Blue Origin landers
An artist’s conception shows the human landing system that’s being developed by Blue Origin and its industry partners in the foreground, and Blue Origin’s Blue Moon cargo lander in the far background. (Blue Origin Illustration)

The tussle over NASA funding for lunar landing systems has touched down in the Senate — with one leading senator seeking additional funding that could go to Amazon CEO Jeff Bezos’ Blue Origin space venture, and another leading senator arguing against a “Bezos Bailout.”

The senator on the pro-funding side is Maria Cantwell, D-Wash., who chairs the Senate Commerce, Science and Transportation Committee. Her amendment to the Endless Frontier Act could put Kent, Wash.-based Blue Origin and its space industry partners back in the running for billions of dollars of NASA support for their human landing system.

Sen. Bernie Sanders, D-Vt., is on the anti-funding side: This week, he submitted an amendment that would “eliminate the multi-billion dollar Bezos Bailout.”

This all has to do with NASA’s decision last month to award a $2.9 billion contract to SpaceX for a Starship lunar lander that’s designed to carry astronauts to the lunar surface for the space agency’s Artemis program, as early as 2024.

NASA had been considering proposals from SpaceX as well as from Alabama-based Dynetics and the team led by Blue Origin (which includes Lockheed Martin, Northrop Grumman and Draper). The optimal plan was to select two competitive proposals to go forward, but NASA officials said Congress didn’t appropriate enough money for two teams. So they went with SpaceX, which submitted the least expensive plan.

In response, Blue Origin’s team and Dynetics filed separate protests with the Government Accountability Office. The teams said that their proposals didn’t get proper consideration, and that NASA should have handled the competition differently with the budget it was given.

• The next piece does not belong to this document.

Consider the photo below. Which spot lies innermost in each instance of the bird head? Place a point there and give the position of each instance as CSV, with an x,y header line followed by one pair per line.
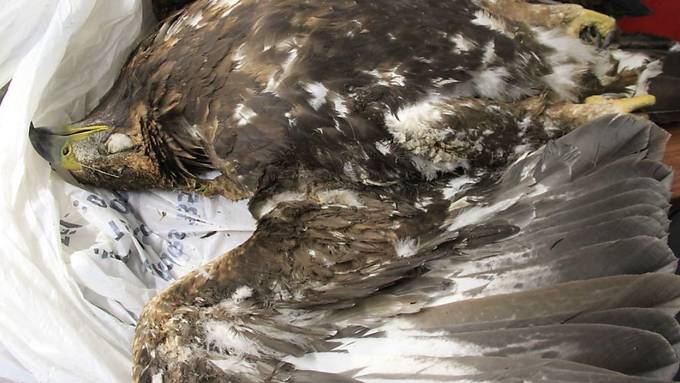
x,y
98,153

The GAO has until Aug. 4 to rule whether the award to SpaceX should stand or the competition should be redone. In the meantime, NASA has held up on the award.

Cantwell’s amendment calls for NASA to receive more than $10 billion in additional funding for a second lunar lander contract and other infrastructure needs. Her language is part of the version of the bill cleared by her committee this month.

The fact that the extra money could benefit a space program that’s basically headed by the world’s richest individual drew the ire of Sanders, a longtime critic of Amazon, Bezos and other billionaires. Lobbyists for Blue Origin and SpaceX are also in the thick of the fray, as detailed by The Washington Post.

Determining the winner of this latest battle of the billionaires — pitting Bezos against SpaceX CEO Elon Musk, America’s second-richest individual — will probably take months. Both houses of Congress have to approve authorizing legislation as well as an actual appropriation. And it’s not likely that Congress will get all that done before the GAO’s ruling, which could reset the terms of the competition in August.

Space News’ Jeff Foust probably had it right when he tweeted that there’s been “a lot of drama about a bill unlikely to become law in anything like its current form.”